Seale N Sue, Casamassimo Paul S
Department of Pediatric Dentistry, Baylor College of Dentistry, Baylor College of Dentistry, Dallas, TX 75266-0677, USA.
J Dent Educ. 2003 Jan;67(1):23-30.
This study sought to identify faculty, organization, patient pool, and procedures taught in predoctoral pediatric dentistry programs using a questionnaire sent to all fifty-five U.S. dental schools in 2001. Forty-eight (87 percent) programs reported an average of 3.9 full-time and 2.1 part-time FTE faculty, resulting in a mean faculty to student ratio of 1:6.4. One-third employ general dentists to teach pediatric dentistry, and 36 percent report fewer faculty than five years ago.
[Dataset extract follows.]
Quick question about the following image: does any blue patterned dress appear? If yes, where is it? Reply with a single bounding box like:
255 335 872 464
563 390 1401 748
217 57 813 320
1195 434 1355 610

Two-thirds were stand-alone departments. Over half (55 percent) reported increases in patient pools, but also a lack of patients with restorative needs. Half of the programs supplemented school-based pools with special populations, and two-thirds sent students on external rotations, most often to treat high-caries children. Those not using external rotations cited lack of faculty. Accepted patients averaged about four years, with only 6 percent of the pool under three years. Low-income or Medicaid-covered children accounted for 88 percent of school patient pools. Half of the schools felt the pool inadequate to meet competencies, attributable to lack of patients' restorative needs or inadequate intake numbers. Fewer than half of the programs (48 percent) provided hands-on experience with disabled patients, and one-third afforded every student with this experience. Pediatric dentistry was mentioned in fewer than half of the competency documents. Results suggest that U.S. pediatric dentistry predoctoral programs have faculty and patient pool limitations that affect competency achievement and adversely affect training and practice.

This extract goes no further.